Figure 1 presents the data processing pipeline and the organization principles of CSCS. Briefly, a DNase-seq data set characterizing chromatin openness and 14 ChIP-seq data sets profiling chromatin modifications including H3K4me1, H3K36me3, H3K4me3, H3K9ac, H3K27ac, H3K9me2 and H3K27me3 were collected. The genome was partitioned into consecutive 500 bp bins, and the bins with at least one histone mark were selected, which were further classified into 15 chromatin states based on the combination of chromatin features using a multivariate Hidden Markov Model (Ernst and Kellis 2012). Table S1 summarizes the data collection statistics. For any input genes, lncRNAs and transposable elements (TEs), CSCS returns the associated chromatin states and epigenetic marks. For any input genomic signals or genomic loci, CSCS returns the chromatin state distribution for the submitted data. CSCS also provides SOM results for all collected epigenomic data sets. The chromatin bins with different chromatin architectures were mapped to a size of 1350 units of the SOM map. Each unit contained chromatin bins defined as similar states with similar chromatin signatures. Users can get the mapping results for their own data in our trained SOM maps. All the function and tools provided by CSCS were summarized on the homepage (Fig. 2A).

Fig. 1.

Fig. 1

Workflow of CSCS

Fig. 2.

Fig. 2

Construction of CSCS. A Homepage of CSCS. B Search function of CSCS. C Analysis tools of CSCS. D Visualization in JBrowse

Search function

CSCS accepts inputs of gene IDs, lncRNAs and TEs (Fig. 2B). For gene ID searches, the associated chromatin states in promoters, gene bodies and downstream regions of query genes are returned. Orthologues of input genes in different wheat subgenomes are also provided. The associated epigenetic marks and distance between query genes and marks are also displayed. All the epigenetic marks of query genes and their orthologues can be visualized through JBrowse. For lncRNA and TE searches, the associated chromatin state and epigenetic marks are provided, and JBrowse provides detailed visualization.
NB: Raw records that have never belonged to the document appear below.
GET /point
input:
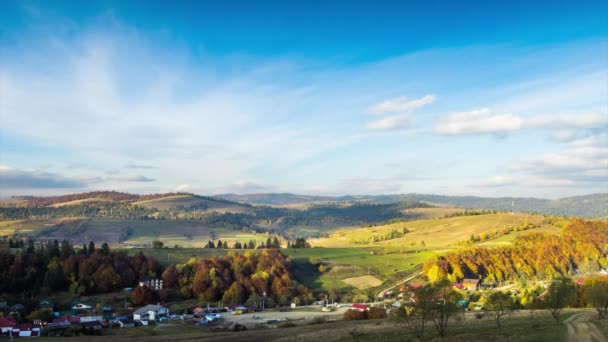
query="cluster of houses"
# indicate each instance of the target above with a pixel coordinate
(9, 327)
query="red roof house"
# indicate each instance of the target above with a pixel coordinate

The detailed information for each state can be retrieved, including relative fold enrichment for genomic regions and TEs, and emission parameters of different epigenetic marks in this state. For epigenetic data searches, the information for processed epigenomic data sets is provided, including the data set source, emission parameters in each chromatin state, and distribution in the genome and around genes.
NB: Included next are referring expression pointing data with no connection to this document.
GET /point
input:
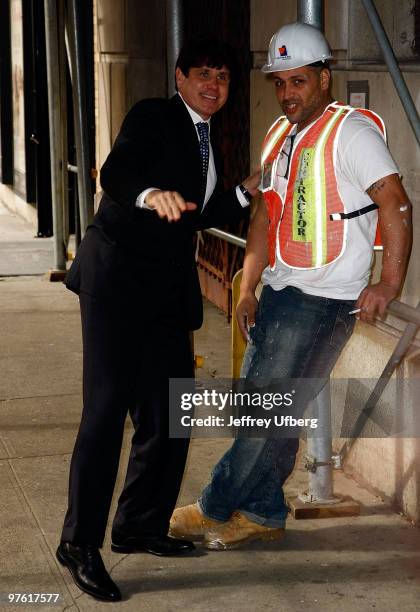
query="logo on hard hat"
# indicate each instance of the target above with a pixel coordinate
(283, 52)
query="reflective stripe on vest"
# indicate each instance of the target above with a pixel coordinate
(301, 232)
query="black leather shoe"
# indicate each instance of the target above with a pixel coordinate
(88, 571)
(161, 545)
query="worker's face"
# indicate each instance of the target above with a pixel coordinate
(303, 93)
(205, 89)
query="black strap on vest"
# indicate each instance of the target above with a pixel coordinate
(355, 213)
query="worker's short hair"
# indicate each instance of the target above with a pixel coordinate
(206, 52)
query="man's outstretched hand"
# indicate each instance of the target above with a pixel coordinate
(169, 204)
For SOM searches, the mapping of input epigenetic marks in our trained SOM map is returned (Fig. 2B). In the SOM map results, the regions with chromatin states and related genes in each unit could be downloaded via clicking the scores of the corresponding unit in the SOM map table. The segments in each unit can be sent to motif analysis by clicking the ‘motif analysis’ button on the page.

Analysis tools

CSCS provides analysis tools for genome-wide intensities (bigWig files), genomic loci or gene lists (Fig. 2C). When a bigWig file with genomic signals is uploaded, the genomic signal analysis tool provides the average signal in each chromatin state and the correlation of user input data with our curated data sets; all information is presented in a heatmap. In addition, the SOM analysis tool provides SOM mapping results showing units with high signals in the user input data. Moreover, users can compare two genomic signal data sets by comparing corresponding SOM maps, with manipulations including subtraction (SUB), addition (ADD), maximum (MAX) and minimum (MIN). All relevant chromatin regions can be retrieved by clicking on a unit in the resulting SOM map. Motif and GO enrichment analyses for the segments of interest and related genes in the SOM maps are also provided. When a list of genomic loci (BED file) is uploaded, the distribution of chromatin states, genomic features and lengths of the input data are listed. The motif and GO enrichment tools are also provided for input genomic loci or gene lists.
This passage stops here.